I decided to make this Portuguese Sausage Soup from the Heritage of America Cookbook not only because my mom had marked it as something she wanted to make but also because it seemed pretty quick and simple to make. Which it was. Came home after work, threw this in the pot and had dinner on the table in half an hour. Though the recipe said that this made six side servings, Mr. L and I had it as a filling dinner with some leftover for lunch the next day. And we might have added a bit of fresh shaved Parmesan on top even though it wasn't called for, because we are cheese people.
Mr. L really liked the soup as did I. Simple flavors. Easy to make. The Portuguese Sausage Soup was a great meal to serve on a blustery day. Since this only calls for 1/2 cup of beer there was plenty of beer left over for Mr. L to drink with his soup. He was very happy about that.
The blurb about the recipe says it comes from Massachusetts and "Portuguese fisherman and sailors settled in New England coastal towns like New Bedford, Massachusetts, before the Civil War. They brought with them their spicy Iberian cuisine. Sausage soup is one of the best known of these recipes".
PORTUGUESE SAUSAGE SOUP
4 ounces hot Italian sausage links, sliced 1/4 inch thick
4 ounces sweet Italian sausage links, sliced 1/4 inch thick
1/2 cup chopped onion
2 medium potatoes, peeled and sliced
2 (14 1/2 ounce) cans chicken broth or vegetable broth
1 10-ounce package frozen chopped spinach
1/2 cup beer or water
1/4 teaspoon pepper
In a large saucepan cook the hot sausage, sweet sausage, and onion till sausage is browned and onion is tender. Drain fat. Add the potatoes, the chicken or vegetable broth, spinach, beer or water, and pepper. Bring to boiling; reduce heat. Cover and simmer about 20 minutes or till potatoes are tender. Makes 6 side dish servings at 163 calories each.
Note: I used fresh ground hot and sweet Italian sausage. I broke the pieces up while cooking but tried to leave a few "chunks". I think using the ground sausage made this dish a bit greasier but I did try to remove as much grease as I could.
Note: I used beer instead of water. I used chicken broth.

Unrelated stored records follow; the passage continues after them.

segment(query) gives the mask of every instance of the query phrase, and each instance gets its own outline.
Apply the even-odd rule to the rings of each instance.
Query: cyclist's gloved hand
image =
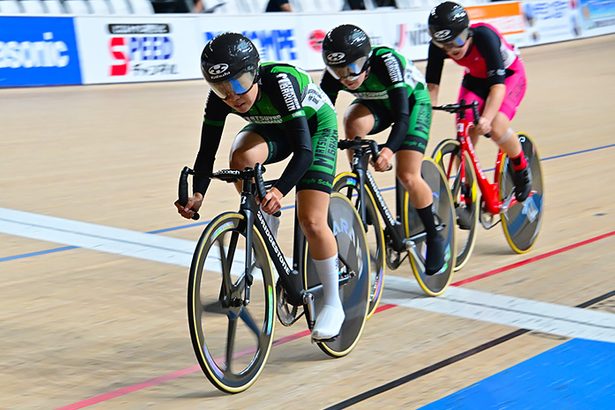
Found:
[[[379,172],[388,171],[393,168],[391,164],[391,158],[393,157],[393,151],[390,148],[384,147],[380,150],[380,154],[374,163],[374,169]]]
[[[282,198],[284,195],[276,188],[273,187],[267,192],[265,197],[261,199],[261,208],[268,214],[274,214],[282,208]]]
[[[179,200],[175,201],[177,212],[186,219],[192,219],[192,216],[198,212],[201,205],[203,205],[203,195],[200,192],[195,192],[194,196],[188,197],[186,205],[181,205]]]
[[[478,124],[474,126],[479,135],[485,135],[491,132],[491,120],[485,117],[478,119]]]

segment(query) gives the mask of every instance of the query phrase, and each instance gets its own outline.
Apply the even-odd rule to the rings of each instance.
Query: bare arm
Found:
[[[429,90],[429,98],[431,98],[431,105],[438,105],[438,92],[440,86],[438,84],[427,84],[427,90]]]
[[[293,8],[291,7],[290,3],[284,3],[280,6],[280,8],[282,9],[282,11],[293,11]]]

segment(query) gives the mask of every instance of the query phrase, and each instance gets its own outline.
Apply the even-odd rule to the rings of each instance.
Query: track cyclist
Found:
[[[368,35],[350,24],[327,33],[322,58],[326,70],[320,85],[331,101],[335,104],[340,90],[356,96],[344,115],[346,138],[363,138],[392,125],[374,168],[390,169],[395,154],[397,178],[427,233],[426,273],[438,273],[445,266],[445,243],[436,229],[431,189],[421,177],[431,127],[431,102],[423,75],[392,48],[372,48]]]
[[[485,23],[470,25],[466,10],[457,3],[437,5],[428,20],[429,44],[425,77],[431,101],[437,104],[444,59],[465,67],[458,101],[479,102],[478,124],[470,129],[474,145],[479,135],[490,134],[512,164],[515,198],[524,201],[532,175],[517,134],[510,127],[527,87],[525,67],[516,49]],[[468,111],[468,118],[472,118]],[[459,215],[461,224],[463,216]]]
[[[194,194],[186,206],[175,205],[185,218],[191,218],[202,206],[229,114],[248,121],[233,141],[231,168],[274,163],[292,154],[260,204],[266,214],[272,215],[280,210],[282,197],[296,186],[299,223],[324,293],[324,306],[312,338],[331,339],[339,334],[344,322],[337,244],[327,224],[337,156],[333,105],[303,70],[288,64],[260,63],[254,44],[238,33],[223,33],[207,43],[201,54],[201,70],[211,91],[194,165]],[[272,218],[267,218],[269,226]]]

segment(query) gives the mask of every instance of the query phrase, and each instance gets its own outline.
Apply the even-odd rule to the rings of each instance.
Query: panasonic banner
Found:
[[[1,17],[0,87],[81,84],[71,17]]]

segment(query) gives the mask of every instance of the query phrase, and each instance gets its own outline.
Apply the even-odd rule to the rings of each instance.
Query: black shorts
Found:
[[[243,131],[254,132],[265,140],[269,149],[265,164],[280,162],[293,152],[288,136],[279,126],[250,123]],[[312,164],[297,183],[296,191],[314,189],[330,194],[337,162],[337,124],[325,122],[316,130],[312,135],[312,152]]]

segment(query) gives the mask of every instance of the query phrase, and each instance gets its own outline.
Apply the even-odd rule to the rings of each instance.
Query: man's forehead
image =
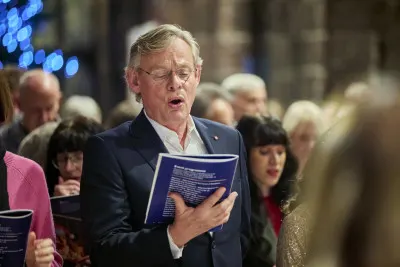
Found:
[[[175,39],[162,51],[153,52],[141,57],[141,65],[149,67],[190,66],[194,64],[190,46],[181,39]]]

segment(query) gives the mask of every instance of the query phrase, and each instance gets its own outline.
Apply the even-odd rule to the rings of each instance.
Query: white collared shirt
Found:
[[[200,155],[208,154],[207,149],[204,145],[203,140],[200,137],[199,132],[196,129],[196,125],[192,117],[189,117],[188,130],[186,134],[186,139],[184,142],[184,147],[182,148],[178,134],[167,127],[161,125],[155,120],[150,119],[146,111],[144,111],[146,118],[150,121],[154,130],[160,137],[164,146],[167,148],[168,152],[171,154],[190,154],[190,155]]]
[[[147,116],[146,110],[144,110],[146,118],[149,120],[150,124],[153,126],[154,130],[160,137],[164,146],[167,148],[168,152],[171,154],[190,154],[190,155],[200,155],[208,154],[208,151],[204,145],[203,140],[200,137],[199,132],[196,129],[193,118],[189,117],[188,129],[186,134],[186,139],[184,140],[184,146],[182,147],[178,134],[167,127],[161,125],[160,123],[152,120]],[[183,248],[179,248],[172,240],[169,230],[167,230],[168,242],[171,248],[171,253],[174,259],[179,259],[182,257]]]

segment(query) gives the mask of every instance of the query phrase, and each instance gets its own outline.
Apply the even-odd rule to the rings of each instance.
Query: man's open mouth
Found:
[[[168,105],[172,108],[180,107],[183,104],[183,99],[180,97],[172,98],[168,101]]]

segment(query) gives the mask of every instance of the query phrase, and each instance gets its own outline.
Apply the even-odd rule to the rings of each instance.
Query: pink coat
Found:
[[[31,231],[37,239],[51,238],[55,244],[53,215],[42,168],[30,159],[6,152],[7,189],[11,209],[34,211]],[[53,267],[61,267],[61,256],[54,252]]]

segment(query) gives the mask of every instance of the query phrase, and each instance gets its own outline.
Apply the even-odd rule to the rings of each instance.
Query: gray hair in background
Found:
[[[61,107],[60,116],[63,119],[84,116],[100,124],[103,120],[99,104],[89,96],[80,95],[73,95],[65,101]]]
[[[47,164],[47,147],[59,122],[48,122],[30,132],[19,145],[18,155],[31,159],[43,169]]]
[[[142,110],[141,104],[128,98],[116,105],[108,115],[105,121],[105,127],[111,129],[118,125],[134,120]]]
[[[235,73],[226,77],[221,86],[231,95],[238,92],[253,91],[255,89],[266,89],[265,82],[257,75],[250,73]]]
[[[190,114],[195,117],[204,118],[209,105],[215,99],[223,99],[230,103],[232,96],[216,83],[207,82],[199,84]]]
[[[164,50],[176,38],[182,39],[190,46],[194,64],[196,66],[201,66],[203,64],[203,59],[200,57],[200,46],[192,34],[177,25],[163,24],[141,35],[136,42],[132,44],[129,51],[128,66],[125,71],[129,68],[139,67],[141,56]],[[136,101],[141,101],[140,94],[136,94]]]

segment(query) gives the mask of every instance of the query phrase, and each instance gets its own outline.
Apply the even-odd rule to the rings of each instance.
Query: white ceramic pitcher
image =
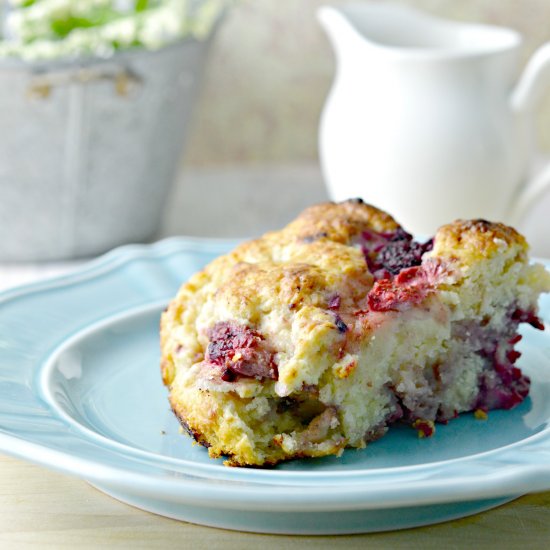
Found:
[[[320,127],[332,198],[362,197],[425,234],[459,217],[519,223],[550,186],[532,139],[550,43],[516,84],[513,30],[393,4],[318,17],[337,58]]]

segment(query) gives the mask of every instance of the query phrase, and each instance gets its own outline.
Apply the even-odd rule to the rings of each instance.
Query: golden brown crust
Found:
[[[311,256],[312,251],[307,245],[314,247],[315,243],[322,243],[315,253],[332,255],[335,244],[348,246],[366,230],[391,232],[399,227],[389,214],[360,199],[317,204],[304,210],[280,231],[266,233],[236,247],[220,263],[300,261],[302,254]],[[349,255],[349,252],[343,253]],[[215,270],[221,267],[220,263],[214,262]]]
[[[352,199],[311,206],[290,223],[283,233],[297,240],[325,238],[347,244],[367,228],[389,232],[398,227],[399,224],[386,212],[361,200]]]
[[[467,266],[504,249],[525,255],[527,242],[515,229],[487,220],[456,220],[442,226],[434,238],[432,256],[452,258]]]
[[[308,208],[281,231],[245,242],[214,260],[181,287],[162,316],[165,384],[169,386],[176,374],[174,326],[187,325],[187,331],[194,333],[191,339],[200,344],[186,349],[189,356],[198,360],[204,354],[200,349],[204,335],[197,330],[196,319],[187,324],[182,316],[195,318],[210,300],[214,317],[229,310],[233,317],[255,325],[270,308],[285,304],[294,315],[305,306],[326,307],[334,294],[343,305],[360,309],[359,301],[371,288],[373,277],[360,247],[350,245],[363,231],[398,227],[391,216],[358,200],[324,203]]]

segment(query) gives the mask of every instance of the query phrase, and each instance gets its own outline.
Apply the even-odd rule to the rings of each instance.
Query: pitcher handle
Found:
[[[510,224],[519,225],[535,202],[540,200],[548,190],[550,190],[550,160],[546,160],[546,165],[520,189],[510,206],[508,214]]]
[[[532,144],[537,141],[534,112],[549,89],[550,42],[547,42],[535,52],[527,64],[511,97],[512,109],[517,113],[520,123],[523,119],[523,124],[528,126]],[[543,155],[539,153],[538,158],[543,159]],[[535,202],[550,189],[550,159],[539,161],[538,165],[533,171],[534,176],[521,187],[509,207],[508,219],[512,225],[519,224]]]

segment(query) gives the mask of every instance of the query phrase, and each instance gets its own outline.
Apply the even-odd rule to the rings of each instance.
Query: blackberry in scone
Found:
[[[163,381],[184,428],[231,466],[340,454],[392,423],[431,435],[529,392],[518,326],[550,274],[484,220],[416,242],[360,200],[304,211],[183,284],[162,316]]]

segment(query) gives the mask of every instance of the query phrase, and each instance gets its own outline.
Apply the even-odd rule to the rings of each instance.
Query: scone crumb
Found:
[[[413,428],[418,431],[418,437],[420,439],[424,437],[432,437],[435,433],[435,424],[432,420],[424,420],[418,418],[413,422]]]
[[[357,367],[357,357],[346,354],[341,361],[334,364],[334,372],[338,378],[347,378]]]
[[[476,409],[474,411],[474,416],[476,420],[487,420],[487,418],[489,418],[487,411],[484,411],[483,409]]]

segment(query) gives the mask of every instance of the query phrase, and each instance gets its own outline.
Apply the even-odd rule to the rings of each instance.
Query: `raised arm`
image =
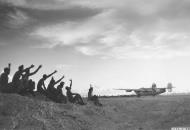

Note: I cut the potatoes more into chunks than slices.
Quick. Easy. Good.
Oh, that looks and sounds so good. I would pour it over rice. I might even change the spinach and use bok choy.
Posted by: MOM | March 23, 2010 at 03:24 PM
I love a recipe that comes together that quickly. It sounds like a delicious, filling soup!
Posted by: Deborah | March 23, 2010 at 09:52 PM
Mom - I think bok choy or even kale would be a wonderful substitution.
Deborah - I'm all about quick meals on days I go to the gym (to work off all the not so healthy quick meals :)
Posted by: Mrs. L | March 24, 2010 at 01:05 PM
mmm that looks delicious, but I especially like the quick, easy good comment - that's my cooking mantra!